Ethics in Graphic Design: 2A

2A) In my past classes, I have used images and work from people. I got these images from free online websites, such as Pixabay and Freepik. However, even though they are free, that doesn’t mean they are mine. Every time I use one of their images, I always give credit where credit is due. These images are not my own nor do I claim they are my own. This can be done a number of ways.

As stated by AIGA’s Use of Photography, they say that, “The photo credit and copyright notice would ideally be placed adjacent to the image, whether horizontal or vertical, but can also be placed elsewhere as long as the reader will be able to relate them to the image” (Grefé). I did this very exact thing in my classes. A big example of this is when I took Publication Design. In that class, we were working on our very own magazines, so we were using images to help our magazines.

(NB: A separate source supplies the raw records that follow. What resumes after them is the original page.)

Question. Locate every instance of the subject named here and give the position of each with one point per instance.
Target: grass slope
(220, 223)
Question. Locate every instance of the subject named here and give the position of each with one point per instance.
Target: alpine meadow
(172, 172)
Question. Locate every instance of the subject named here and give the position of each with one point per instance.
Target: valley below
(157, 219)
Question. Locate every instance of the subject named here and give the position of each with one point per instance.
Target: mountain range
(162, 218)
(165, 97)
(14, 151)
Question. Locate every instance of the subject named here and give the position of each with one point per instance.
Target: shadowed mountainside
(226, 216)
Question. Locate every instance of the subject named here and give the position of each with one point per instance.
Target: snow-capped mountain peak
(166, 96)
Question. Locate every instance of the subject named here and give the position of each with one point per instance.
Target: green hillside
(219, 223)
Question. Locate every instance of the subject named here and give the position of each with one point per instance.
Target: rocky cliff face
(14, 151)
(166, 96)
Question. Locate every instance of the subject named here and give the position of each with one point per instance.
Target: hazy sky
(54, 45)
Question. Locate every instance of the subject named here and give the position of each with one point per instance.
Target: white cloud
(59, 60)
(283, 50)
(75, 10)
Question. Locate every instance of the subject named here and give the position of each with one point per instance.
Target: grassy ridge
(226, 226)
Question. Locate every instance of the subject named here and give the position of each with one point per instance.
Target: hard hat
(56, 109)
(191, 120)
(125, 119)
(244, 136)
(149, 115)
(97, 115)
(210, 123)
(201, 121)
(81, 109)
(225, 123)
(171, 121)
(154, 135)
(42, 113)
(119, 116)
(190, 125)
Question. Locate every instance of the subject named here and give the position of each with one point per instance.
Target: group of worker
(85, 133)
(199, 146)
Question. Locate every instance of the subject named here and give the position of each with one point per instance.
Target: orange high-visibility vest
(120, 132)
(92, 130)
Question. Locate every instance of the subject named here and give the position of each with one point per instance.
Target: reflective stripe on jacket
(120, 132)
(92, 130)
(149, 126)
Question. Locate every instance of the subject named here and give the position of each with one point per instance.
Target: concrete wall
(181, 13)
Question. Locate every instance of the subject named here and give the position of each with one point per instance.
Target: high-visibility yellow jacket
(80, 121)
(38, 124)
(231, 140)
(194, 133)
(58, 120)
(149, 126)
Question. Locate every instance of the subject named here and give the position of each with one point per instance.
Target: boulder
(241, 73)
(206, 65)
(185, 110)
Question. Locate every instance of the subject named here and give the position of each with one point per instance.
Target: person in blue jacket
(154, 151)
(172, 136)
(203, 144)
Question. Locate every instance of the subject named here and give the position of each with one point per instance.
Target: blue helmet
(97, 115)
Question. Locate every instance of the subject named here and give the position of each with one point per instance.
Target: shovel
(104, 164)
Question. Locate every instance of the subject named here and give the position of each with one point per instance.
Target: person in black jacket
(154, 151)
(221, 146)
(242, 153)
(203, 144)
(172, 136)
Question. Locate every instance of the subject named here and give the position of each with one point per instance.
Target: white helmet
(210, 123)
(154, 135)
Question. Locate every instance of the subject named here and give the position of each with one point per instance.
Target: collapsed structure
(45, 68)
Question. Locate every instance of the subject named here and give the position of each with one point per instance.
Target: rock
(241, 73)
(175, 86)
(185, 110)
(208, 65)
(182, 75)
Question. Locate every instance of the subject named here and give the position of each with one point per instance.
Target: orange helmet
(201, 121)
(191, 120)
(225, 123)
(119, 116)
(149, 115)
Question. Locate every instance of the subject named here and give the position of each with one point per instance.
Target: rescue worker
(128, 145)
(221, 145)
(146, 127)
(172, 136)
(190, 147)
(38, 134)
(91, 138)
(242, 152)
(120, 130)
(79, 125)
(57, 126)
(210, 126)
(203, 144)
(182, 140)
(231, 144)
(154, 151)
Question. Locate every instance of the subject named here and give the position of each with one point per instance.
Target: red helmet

In my case, my magazine was about video games, so I had to credit where I got the images from. I would either credit them by usually leaving a small caption. The caption would be the artist’s name and the location where I got it from. In my case, I would credit the images if they came from the video game company themselves, or from an online article.

However, this does not only involve work in the creative field. This can be applied to anywhere. One example of this are students. When students are writing a paper, they do research to support their thesis, and usually quote the original source. When they do this, they have to give credit. Students usually do this by leaving a MLA citation at the end of their paper.

These rules also apply to some professions like journalists, where they have to show where they got their information from. If someone is using work from another source, they have to give credit to the original source. It is not only the right thing to do but also the ethical way to do it.

Grefé, Richard. “USE OF PHOTOGRAPHY.” AIGA, 2001.